Companies are also rethinking where they hire talent. According to the survey, 61% of organizations are adapting their real estate strategy to tap talent in multiple locations. In practice, this could mean maintaining smaller hubs in different cities, or allowing more remote work and thus needing less central office space. As a landlord or asset manager, flexibility is the name of the game. To retain tenants, you’ll want to accommodate their evolving needs in this hybrid era.

This includes outfitting conference rooms with quality video conferencing gear, ensuring robust Wi-Fi and cellular coverage throughout the building, and perhaps offering touchdown spaces for employees who come in only occasionally. By making your property friendly to both in-person and remote-connected workers, you increase its appeal. Additionally, coordinate with your tenants on occupancy patterns. If, say, most tenants are in-office Tuesday through Thursday, you can concentrate services (like cafeterias or extra concierge staff) on those days, and scale back on lighter days to save cost – all without diminishing the tenant experience. 
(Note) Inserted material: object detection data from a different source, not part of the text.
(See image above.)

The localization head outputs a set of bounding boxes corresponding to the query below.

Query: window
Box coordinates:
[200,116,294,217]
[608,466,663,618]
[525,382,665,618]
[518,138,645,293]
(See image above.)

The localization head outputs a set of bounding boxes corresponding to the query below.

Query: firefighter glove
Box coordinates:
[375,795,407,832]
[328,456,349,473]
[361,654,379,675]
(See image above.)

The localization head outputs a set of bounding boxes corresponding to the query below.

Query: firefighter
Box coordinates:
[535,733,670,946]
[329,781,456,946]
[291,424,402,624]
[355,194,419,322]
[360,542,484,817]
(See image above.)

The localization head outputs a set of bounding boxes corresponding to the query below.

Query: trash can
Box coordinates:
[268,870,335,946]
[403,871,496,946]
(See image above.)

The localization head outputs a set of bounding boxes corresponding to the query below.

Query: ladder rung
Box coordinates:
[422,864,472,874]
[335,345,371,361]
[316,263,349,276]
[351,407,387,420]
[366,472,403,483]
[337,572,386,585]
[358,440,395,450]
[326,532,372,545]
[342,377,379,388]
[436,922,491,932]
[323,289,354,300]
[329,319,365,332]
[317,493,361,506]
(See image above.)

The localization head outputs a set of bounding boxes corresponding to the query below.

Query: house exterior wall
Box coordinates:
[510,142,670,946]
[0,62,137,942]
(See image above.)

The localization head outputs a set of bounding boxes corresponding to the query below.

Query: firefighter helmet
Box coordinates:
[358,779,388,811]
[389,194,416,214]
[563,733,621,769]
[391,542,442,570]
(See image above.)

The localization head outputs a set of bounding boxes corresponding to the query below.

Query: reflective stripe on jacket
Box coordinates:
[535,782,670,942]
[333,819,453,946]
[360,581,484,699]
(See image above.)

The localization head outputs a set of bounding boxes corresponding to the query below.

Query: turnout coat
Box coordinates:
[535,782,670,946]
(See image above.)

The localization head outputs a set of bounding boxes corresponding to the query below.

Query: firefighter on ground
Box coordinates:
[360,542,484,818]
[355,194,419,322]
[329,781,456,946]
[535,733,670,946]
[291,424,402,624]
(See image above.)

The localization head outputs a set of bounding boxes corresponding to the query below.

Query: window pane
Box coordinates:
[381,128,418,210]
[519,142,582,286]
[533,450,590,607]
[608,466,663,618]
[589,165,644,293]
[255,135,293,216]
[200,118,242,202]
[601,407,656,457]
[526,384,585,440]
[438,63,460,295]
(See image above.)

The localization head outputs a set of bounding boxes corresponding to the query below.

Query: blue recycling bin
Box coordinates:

Communicate openly with tenants about their future space plans and be ready to partner with them. If a tenant is unsure about how their headcount will change, you might offer scalable options or rights of first refusal on adjacent vacant space. They’ll see your property not as a rigid expense but as a versatile asset that supports their way of working, which is exactly what modern occupiers want.

Redefining the Office’s Role and Your Property’s Value

As you look ahead, it’s clear the role of the office is being redefined. It’s no longer just a physical space – it’s a service that must earn its value every day by helping tenants support their people and operations. For owners and property managers, that shift comes with both pressure and opportunity. When you focus on what occupiers actually want – cost-effective building operations, a seamless tenant experience, clear metrics that tie to performance, and flexibility – your property becomes a strategic asset, not just a space for rent.

Achieving that kind of value isn’t simple, but it’s more possible than ever with the right tools. Cove’s commercial property management software brings tenant experience and building operations into one unified platform, helping you reduce software sprawl, improve service delivery, and give tenants a streamlined, modern experience. Instead of relying on separate systems for work orders, communication, amenity bookings, and building data, Cove keeps everything in one place — making your building easier to run and easier to love.

Redefining your building’s role starts by asking: How is this space helping my tenants do their best work? Whether it’s by enabling more collaboration, running more efficiently, or giving tenants the flexibility to adapt, the properties that answer that question well are the ones that will thrive. Operators who lean into this new reality will earn stronger tenant loyalty, justify rental premiums, and build more resilient portfolios. Because today, value isn’t just about cost control — it’s about how your building performs for the people inside.